If you know me at all, you'd know that I'm kind of an emotional person. Heck, my little (age 25) brother still gives me grief about the time that he saw me cry at the Cheerios commercial that was popular at Christmastime several years back.
I'm sure you know the one.
The baby's sitting in the highchair and there are cheerios scattered all over the tray. The grandmother (I can only assume) talks about several cheerios as though they are family members living in various areas of the country.
But then she scoots two pieces of cereal together and says "But we'll always be together for Christmas".
Excuse me while I hunt down a Kleenex.
I live 400 miles plus a few from my family. They're on one side of Lake Michigan and I'm on the other. While I know that this is pittance of a distance to some families,(my mother-in-law, God love her, always reminds me that I could have an ocean separating me and my family...helpful, isn't she?) it is difficult for me at times.
And silly things remind me of when I was a kid.
Take last night, for example. We had hot dogs for dinner. While I am normally just a "plain yellow mustard, no ketchup, please!" kind of girl, I happen to have sweet pickle relish in the house at the moment. I made a potato salad a couple weeks back and I needed relish for that.

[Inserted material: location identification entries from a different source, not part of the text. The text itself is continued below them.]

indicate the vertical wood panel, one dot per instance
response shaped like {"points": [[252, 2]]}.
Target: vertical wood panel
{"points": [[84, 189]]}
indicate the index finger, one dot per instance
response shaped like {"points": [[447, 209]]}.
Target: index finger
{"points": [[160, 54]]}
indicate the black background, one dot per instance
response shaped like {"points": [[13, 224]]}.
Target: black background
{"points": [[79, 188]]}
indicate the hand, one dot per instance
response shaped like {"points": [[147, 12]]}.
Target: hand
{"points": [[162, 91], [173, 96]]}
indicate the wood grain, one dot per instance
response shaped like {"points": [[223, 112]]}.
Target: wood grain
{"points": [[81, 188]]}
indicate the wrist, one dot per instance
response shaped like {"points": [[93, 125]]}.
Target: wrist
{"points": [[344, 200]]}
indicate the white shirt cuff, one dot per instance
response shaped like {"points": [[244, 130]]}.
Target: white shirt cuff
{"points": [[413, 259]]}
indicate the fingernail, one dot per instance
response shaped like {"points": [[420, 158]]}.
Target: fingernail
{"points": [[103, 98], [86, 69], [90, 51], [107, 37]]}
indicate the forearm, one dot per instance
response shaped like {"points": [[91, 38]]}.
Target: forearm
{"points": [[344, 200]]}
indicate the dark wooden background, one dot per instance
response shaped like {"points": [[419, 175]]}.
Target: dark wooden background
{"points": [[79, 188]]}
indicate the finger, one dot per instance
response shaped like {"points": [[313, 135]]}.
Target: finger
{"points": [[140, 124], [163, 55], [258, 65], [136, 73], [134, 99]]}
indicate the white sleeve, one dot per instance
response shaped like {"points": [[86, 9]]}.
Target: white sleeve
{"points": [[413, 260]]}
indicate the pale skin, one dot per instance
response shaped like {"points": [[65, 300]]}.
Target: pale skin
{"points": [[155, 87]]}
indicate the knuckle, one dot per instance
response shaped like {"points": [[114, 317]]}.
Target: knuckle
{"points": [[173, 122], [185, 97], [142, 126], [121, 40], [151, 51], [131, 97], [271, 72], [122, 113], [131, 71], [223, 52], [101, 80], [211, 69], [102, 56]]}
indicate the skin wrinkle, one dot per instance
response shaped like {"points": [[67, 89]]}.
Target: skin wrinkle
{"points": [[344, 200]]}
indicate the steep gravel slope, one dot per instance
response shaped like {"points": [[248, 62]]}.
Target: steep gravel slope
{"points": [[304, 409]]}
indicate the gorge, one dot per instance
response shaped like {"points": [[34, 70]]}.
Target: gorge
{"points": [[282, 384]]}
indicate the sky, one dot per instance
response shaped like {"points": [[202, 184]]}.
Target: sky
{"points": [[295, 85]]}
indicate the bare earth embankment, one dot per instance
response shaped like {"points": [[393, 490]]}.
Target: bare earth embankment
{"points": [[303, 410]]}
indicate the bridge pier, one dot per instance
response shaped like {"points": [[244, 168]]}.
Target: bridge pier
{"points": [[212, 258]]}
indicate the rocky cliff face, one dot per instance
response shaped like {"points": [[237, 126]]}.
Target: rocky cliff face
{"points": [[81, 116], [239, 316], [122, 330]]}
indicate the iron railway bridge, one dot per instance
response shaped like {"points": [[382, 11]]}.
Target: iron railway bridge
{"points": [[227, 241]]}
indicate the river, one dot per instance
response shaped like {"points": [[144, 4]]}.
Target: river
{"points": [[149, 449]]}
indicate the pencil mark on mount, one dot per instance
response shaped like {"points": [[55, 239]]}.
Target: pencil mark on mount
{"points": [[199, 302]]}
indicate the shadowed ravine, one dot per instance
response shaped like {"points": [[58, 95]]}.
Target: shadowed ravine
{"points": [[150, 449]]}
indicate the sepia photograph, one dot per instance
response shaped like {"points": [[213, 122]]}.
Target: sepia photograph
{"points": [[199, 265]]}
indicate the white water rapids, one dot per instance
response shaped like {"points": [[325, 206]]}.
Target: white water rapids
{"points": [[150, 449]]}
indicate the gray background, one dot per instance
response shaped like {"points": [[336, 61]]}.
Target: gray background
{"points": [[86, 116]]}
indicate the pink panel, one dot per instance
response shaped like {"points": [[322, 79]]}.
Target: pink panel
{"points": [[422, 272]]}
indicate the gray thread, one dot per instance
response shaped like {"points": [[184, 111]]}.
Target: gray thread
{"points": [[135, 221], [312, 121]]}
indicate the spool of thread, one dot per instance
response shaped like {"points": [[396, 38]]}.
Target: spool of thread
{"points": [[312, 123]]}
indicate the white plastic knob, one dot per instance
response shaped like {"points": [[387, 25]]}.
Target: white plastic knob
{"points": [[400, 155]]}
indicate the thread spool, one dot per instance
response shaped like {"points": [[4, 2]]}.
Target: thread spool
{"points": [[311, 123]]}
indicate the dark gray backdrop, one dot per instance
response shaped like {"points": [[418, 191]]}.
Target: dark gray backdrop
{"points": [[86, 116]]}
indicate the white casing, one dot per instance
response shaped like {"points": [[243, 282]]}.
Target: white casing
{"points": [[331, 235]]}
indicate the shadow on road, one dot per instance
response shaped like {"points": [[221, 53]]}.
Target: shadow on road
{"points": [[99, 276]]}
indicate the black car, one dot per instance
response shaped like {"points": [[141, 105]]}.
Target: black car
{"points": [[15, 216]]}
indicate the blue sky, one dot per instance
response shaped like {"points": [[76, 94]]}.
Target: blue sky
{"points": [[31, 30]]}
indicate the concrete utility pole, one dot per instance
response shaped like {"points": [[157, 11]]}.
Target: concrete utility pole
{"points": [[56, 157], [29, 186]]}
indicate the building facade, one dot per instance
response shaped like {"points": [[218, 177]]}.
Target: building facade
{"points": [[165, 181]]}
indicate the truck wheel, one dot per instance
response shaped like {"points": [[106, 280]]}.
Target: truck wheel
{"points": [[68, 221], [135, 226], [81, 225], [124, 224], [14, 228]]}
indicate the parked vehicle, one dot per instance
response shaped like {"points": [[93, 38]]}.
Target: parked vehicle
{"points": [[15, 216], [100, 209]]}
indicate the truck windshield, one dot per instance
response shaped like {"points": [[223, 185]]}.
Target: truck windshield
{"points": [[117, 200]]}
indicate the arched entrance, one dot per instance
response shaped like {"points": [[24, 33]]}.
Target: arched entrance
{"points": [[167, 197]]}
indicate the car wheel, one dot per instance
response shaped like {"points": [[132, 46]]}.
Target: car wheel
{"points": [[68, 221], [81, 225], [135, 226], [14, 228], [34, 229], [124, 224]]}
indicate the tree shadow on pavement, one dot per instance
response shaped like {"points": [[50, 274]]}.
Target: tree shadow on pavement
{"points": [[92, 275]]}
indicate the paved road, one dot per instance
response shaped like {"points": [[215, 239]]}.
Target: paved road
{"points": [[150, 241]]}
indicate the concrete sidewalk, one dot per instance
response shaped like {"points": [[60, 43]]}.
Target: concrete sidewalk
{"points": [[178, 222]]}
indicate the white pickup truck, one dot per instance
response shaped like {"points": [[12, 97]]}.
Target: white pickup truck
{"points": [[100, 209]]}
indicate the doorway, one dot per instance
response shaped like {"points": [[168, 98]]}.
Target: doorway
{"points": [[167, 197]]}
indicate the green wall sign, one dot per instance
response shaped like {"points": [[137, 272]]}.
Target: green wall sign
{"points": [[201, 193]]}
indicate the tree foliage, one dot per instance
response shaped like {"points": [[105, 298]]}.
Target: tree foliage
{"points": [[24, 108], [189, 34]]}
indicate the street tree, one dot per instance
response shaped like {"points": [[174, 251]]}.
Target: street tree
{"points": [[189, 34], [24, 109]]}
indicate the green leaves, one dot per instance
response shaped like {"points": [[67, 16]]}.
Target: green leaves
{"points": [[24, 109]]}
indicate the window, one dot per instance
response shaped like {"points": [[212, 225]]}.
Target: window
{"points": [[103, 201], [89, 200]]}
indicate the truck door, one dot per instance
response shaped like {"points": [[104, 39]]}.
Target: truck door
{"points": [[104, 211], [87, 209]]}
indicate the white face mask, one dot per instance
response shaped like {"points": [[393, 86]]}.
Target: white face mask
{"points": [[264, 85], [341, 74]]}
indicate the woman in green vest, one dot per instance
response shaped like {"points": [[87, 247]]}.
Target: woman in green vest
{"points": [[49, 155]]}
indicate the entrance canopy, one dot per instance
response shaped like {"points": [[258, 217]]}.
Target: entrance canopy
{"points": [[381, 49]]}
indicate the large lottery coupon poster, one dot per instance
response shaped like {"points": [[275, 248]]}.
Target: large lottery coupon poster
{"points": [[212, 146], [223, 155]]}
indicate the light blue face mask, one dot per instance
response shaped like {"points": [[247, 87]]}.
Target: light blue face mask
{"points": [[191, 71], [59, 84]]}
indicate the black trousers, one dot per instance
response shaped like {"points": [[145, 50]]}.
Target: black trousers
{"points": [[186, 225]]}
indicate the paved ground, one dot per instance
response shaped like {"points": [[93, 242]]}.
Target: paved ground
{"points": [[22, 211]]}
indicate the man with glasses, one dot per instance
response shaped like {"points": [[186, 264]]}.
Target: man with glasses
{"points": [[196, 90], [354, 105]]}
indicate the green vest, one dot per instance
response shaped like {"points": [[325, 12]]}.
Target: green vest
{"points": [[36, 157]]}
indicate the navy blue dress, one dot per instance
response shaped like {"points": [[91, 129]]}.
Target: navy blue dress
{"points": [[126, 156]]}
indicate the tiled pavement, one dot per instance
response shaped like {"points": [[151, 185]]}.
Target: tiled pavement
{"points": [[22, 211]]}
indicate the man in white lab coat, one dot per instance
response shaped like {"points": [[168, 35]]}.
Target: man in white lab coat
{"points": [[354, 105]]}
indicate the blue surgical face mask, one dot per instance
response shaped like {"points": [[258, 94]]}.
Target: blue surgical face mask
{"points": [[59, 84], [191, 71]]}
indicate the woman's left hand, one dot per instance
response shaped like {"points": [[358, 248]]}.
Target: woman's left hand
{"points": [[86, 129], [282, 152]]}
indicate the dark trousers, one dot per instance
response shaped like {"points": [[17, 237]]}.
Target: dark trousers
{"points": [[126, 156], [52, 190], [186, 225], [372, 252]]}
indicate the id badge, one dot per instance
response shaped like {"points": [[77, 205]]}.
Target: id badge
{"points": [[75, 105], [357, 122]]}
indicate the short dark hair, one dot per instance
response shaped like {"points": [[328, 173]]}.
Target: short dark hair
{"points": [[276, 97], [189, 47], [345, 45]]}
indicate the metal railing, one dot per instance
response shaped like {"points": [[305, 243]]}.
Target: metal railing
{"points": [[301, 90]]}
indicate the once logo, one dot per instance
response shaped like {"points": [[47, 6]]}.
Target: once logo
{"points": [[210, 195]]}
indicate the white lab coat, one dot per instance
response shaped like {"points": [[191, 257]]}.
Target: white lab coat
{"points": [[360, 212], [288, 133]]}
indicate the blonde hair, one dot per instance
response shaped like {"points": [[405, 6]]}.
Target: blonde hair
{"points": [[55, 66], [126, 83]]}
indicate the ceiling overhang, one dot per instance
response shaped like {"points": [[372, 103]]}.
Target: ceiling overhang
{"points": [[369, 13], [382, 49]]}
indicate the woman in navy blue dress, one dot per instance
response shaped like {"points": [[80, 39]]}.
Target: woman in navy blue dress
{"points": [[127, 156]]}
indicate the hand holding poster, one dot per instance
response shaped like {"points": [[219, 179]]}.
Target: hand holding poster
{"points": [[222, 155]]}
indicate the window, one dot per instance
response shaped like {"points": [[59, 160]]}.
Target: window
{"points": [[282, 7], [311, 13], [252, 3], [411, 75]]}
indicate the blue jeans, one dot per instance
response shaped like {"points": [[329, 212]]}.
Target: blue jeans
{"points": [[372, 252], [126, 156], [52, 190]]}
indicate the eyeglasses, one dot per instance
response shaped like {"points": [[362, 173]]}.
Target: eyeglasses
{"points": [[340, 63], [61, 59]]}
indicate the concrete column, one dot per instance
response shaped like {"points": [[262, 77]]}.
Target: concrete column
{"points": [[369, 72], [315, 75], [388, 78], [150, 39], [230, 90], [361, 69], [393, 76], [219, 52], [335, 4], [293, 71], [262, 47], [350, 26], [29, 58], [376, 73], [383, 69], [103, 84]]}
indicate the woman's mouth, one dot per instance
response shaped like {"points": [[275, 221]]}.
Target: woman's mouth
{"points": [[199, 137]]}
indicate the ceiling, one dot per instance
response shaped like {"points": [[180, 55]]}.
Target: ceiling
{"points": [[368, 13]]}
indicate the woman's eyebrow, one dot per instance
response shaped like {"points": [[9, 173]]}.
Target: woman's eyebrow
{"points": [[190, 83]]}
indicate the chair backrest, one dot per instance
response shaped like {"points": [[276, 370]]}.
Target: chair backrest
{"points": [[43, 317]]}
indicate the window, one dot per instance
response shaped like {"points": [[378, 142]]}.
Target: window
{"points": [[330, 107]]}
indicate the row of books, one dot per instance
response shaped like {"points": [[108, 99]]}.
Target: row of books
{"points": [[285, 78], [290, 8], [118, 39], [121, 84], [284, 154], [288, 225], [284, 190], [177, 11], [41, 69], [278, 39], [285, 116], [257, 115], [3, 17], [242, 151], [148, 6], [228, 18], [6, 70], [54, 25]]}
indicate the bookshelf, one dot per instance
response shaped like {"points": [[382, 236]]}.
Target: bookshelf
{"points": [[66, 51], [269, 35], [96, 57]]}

My dad always, always, always put mustard and relish on his hotdogs and his burgers when I was growing up. And on the burger, he always makes a continuous circle with the mustard from the outside of the burger to the center and then closes the bottle and dabs the remaining bit on the bun top.
But last night while I was putting mustard and relish on my hotdog, I started to think about Dad. And how much I love him and he loves me and how much I miss him when I don't get a chance to see him often.
When I do get to see him in two weeks and three days, I can't wait to hug him.